Creator Incentives in Recommender Systems: A Cooperative Game-Theoretic Approach for Stable and Fair Collaboration in Multi-Agent Bandits
This addresses incentive alignment for content creators in online platforms, but it is incremental as it builds on existing game-theoretic and bandit frameworks.
The paper tackles the problem of incentivizing content creators in recommender systems by modeling collaboration as a multi-agent bandit problem with a cooperative game-theoretic approach, showing that stable and fair payouts can be achieved under certain conditions, with experiments on MovieLens-100k illustrating alignment with fairness principles.

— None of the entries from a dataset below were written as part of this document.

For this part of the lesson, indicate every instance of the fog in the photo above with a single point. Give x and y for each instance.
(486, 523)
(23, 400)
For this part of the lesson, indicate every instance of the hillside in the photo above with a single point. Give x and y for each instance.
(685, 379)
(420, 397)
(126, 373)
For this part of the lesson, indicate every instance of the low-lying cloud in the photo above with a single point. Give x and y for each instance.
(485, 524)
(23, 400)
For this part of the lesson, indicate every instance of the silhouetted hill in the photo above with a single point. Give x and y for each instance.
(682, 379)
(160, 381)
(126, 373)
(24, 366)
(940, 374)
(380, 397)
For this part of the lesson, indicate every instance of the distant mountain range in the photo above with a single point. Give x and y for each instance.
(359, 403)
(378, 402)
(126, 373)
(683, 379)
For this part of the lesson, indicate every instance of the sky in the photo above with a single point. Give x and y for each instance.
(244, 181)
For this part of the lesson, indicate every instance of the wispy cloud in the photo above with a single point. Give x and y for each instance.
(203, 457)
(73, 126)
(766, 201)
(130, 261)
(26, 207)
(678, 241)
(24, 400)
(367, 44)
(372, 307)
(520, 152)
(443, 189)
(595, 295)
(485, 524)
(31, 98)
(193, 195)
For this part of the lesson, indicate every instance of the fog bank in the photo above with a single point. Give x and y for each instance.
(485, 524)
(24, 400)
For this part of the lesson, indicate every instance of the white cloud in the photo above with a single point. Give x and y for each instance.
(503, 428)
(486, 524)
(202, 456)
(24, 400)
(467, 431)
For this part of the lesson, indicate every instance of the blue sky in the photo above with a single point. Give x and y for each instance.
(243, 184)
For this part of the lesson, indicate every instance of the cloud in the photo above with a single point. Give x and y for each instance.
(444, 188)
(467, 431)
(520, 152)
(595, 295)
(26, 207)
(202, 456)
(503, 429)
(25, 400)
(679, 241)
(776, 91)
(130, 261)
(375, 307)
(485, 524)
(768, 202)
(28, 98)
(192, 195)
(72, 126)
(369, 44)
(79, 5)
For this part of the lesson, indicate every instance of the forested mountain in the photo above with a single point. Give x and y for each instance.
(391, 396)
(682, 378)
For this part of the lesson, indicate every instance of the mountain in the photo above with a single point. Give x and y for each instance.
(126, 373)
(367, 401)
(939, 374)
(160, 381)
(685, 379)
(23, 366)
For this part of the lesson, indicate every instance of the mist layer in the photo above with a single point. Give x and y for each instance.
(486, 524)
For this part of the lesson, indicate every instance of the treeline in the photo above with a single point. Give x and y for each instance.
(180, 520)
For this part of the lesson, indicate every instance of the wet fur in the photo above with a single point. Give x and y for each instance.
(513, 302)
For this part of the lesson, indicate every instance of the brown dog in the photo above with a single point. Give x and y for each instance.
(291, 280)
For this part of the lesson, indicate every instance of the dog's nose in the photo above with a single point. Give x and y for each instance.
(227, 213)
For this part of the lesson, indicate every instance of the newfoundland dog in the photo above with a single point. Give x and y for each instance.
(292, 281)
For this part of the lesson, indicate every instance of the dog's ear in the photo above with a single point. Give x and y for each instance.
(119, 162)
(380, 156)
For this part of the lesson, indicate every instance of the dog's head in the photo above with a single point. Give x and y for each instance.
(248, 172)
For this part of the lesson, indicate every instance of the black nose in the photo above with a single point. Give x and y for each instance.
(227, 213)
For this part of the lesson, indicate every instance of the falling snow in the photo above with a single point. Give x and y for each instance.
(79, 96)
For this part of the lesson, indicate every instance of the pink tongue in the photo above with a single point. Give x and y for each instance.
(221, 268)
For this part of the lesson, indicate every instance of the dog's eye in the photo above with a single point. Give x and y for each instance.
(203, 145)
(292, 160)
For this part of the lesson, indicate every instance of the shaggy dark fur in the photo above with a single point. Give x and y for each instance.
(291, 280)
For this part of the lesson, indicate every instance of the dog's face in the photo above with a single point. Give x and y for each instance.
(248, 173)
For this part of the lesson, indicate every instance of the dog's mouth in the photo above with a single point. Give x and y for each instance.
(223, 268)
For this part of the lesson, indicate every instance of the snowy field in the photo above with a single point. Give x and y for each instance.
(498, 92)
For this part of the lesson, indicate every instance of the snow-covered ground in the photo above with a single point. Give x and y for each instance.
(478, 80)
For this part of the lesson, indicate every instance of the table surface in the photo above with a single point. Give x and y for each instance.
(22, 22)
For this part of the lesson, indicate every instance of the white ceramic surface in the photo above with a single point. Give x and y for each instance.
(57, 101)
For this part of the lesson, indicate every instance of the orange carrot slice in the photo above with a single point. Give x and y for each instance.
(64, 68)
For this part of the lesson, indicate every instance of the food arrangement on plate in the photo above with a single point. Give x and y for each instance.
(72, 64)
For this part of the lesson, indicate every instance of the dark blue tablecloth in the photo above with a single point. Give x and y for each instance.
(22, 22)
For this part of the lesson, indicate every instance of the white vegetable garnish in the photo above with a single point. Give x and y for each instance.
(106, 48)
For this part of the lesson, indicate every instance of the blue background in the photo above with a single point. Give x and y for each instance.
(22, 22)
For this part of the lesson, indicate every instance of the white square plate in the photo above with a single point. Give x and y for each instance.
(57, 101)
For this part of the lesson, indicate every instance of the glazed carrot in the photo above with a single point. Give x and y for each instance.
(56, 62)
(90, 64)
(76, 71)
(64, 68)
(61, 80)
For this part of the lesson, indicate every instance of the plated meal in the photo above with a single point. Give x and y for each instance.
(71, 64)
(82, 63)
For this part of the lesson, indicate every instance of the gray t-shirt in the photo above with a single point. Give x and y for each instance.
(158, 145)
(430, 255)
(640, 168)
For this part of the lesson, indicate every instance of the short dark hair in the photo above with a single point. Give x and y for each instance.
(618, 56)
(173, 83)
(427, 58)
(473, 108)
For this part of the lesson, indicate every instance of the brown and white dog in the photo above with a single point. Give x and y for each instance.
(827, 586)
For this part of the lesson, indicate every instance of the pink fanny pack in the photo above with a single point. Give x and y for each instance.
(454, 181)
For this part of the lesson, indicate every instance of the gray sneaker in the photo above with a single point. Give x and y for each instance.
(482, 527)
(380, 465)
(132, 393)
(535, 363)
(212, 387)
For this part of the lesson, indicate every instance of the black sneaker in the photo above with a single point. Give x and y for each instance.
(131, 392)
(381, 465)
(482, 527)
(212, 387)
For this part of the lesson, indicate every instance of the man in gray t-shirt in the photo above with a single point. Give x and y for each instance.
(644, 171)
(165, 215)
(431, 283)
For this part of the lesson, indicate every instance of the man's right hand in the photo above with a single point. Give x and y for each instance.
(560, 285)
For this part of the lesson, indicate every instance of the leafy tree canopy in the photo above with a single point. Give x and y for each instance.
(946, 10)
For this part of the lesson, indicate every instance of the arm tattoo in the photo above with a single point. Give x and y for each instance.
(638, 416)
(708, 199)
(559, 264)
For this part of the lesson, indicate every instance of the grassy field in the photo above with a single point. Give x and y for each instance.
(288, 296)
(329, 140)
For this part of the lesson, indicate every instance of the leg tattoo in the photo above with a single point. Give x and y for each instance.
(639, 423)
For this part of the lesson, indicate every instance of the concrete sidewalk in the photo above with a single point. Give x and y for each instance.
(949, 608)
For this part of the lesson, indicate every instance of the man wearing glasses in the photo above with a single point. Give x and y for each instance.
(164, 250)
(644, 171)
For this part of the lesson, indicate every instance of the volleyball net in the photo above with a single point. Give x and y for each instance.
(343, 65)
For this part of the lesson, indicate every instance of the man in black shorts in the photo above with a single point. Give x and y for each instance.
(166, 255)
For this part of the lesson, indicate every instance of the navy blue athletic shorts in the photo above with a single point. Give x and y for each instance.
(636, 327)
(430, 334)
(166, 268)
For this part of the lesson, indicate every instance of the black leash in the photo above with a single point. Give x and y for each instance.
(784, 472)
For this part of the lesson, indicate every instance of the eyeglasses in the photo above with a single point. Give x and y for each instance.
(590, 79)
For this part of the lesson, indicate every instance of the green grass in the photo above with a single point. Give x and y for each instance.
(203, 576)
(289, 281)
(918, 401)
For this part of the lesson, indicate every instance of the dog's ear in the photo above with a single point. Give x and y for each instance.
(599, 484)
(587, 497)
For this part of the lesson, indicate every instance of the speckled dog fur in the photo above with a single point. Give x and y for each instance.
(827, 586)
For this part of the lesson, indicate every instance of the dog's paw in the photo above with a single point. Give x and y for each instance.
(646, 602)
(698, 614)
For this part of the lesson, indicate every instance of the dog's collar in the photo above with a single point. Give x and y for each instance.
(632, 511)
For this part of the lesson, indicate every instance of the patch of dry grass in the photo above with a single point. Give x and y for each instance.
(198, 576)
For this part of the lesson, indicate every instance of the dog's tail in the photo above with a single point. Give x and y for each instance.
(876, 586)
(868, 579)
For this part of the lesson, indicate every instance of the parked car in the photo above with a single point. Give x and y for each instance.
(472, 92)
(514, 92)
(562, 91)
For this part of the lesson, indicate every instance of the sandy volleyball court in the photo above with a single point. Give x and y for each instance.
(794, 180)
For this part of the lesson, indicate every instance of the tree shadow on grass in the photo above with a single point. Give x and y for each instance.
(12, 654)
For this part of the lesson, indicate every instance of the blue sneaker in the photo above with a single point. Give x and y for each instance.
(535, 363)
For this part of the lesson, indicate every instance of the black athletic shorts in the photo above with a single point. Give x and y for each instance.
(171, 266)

User interactions in online recommendation platforms create interdependencies among content creators: feedback on one creator's content influences the system's learning and, in turn, the exposure of other creators' contents. To analyze incentives in such settings, we model collaboration as a multi-agent stochastic linear bandit problem with a transferable utility (TU) cooperative game formulation, where a coalition's value equals the negative sum of its members' cumulative regrets. We show that, for identical (homogenous) agents with fixed action sets, the induced TU game is convex under mild algorithmic conditions, implying a non-empty core that contains the Shapley value and ensures both stability and fairness. For heterogeneous agents, the game still admits a non-empty core, though convexity and Shapley value core-membership are no longer guaranteed. To address this, we propose a simple regret-based payout rule that satisfies three out of the four Shapley axioms and also lies in the core. Experiments on MovieLens-100k dataset illustrate when the empirical payout aligns with -- and diverges from -- the Shapley fairness across different settings and algorithms.